Ao analisar os autos, porém, o juiz federal Nelson Lourenço dos Santos declarou não ficou convencido da inexistência dos atos de improbidade praticadas pela ex-prefeita, nem da antecipada improcedência da demanda e sendo adequada a via eleita para julgar o caso.

“Isto posto, não convencido da inexistência dos atos de improbidade nem da antecipada improcedência da demanda e sendo adequada a via eleita, DECIDO receber a petição inicial, determinando, por conseguinte, nos termos do art. 17, § 9º, da Lei 8.429/92, regular citação das Requeridas”, despachou.

Como punição, o MPF pede que Detinha e as outras acusadas sejam condenadas a, dentre outras coisas, perda dos bens ou valores acrescidos ilicitamente ao patrimônio, ressarcimento integral do dano, perda da função pública e suspensão dos direitos políticos de oito a dez anos.

Se Detinha for condenada, os planos da ex-prefeita de Centro do Guilherme e deu seu marido-deputado para 2018 deverão ser adiados.
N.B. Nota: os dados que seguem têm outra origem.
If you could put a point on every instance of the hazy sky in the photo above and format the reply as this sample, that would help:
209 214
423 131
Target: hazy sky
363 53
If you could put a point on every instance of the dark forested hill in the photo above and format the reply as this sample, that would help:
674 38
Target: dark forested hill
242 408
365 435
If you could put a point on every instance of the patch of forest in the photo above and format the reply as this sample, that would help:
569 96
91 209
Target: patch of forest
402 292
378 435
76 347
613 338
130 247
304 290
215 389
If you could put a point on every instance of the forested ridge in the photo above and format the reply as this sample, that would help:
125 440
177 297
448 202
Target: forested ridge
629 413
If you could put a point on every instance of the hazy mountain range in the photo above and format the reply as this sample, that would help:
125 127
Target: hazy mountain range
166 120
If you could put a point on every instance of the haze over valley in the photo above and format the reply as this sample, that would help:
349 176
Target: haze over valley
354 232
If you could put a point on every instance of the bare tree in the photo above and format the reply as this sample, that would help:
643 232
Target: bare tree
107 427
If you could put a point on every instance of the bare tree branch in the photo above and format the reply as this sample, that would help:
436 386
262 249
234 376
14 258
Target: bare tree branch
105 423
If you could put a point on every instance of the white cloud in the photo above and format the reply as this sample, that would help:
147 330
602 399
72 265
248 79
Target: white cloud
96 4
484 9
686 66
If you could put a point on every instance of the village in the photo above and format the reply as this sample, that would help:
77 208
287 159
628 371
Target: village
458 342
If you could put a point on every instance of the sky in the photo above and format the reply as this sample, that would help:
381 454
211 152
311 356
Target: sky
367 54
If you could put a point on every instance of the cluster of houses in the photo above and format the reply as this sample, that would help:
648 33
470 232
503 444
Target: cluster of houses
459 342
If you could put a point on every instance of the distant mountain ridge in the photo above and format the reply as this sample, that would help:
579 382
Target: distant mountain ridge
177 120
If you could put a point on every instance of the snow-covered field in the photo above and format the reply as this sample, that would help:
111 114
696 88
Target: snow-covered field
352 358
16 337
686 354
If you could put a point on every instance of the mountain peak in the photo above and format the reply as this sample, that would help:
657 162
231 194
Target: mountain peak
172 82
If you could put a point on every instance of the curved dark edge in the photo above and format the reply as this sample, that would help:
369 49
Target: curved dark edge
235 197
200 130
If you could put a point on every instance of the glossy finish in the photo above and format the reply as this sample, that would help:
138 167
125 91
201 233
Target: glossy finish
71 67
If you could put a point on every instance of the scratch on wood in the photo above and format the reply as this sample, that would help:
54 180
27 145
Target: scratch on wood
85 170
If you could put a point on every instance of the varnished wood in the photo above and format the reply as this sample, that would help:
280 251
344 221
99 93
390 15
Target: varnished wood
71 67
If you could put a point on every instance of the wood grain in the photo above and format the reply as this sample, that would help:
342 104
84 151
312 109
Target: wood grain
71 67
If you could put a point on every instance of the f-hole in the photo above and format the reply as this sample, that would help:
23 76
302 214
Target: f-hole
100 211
Dono de empreiteiras que prestam serviço para prefeituras que ele controla nas regiões do Alto e do Baixo Turi, Josimar Cunha trabalha sonha em disputar no próximo pleito para a Câmara Federal e lançar a mulher para a Assembleia Legislativa. Ele já foi declarado inelegível, mas entrou com recursos e agora aguarda decisão final sobre seu futuro político.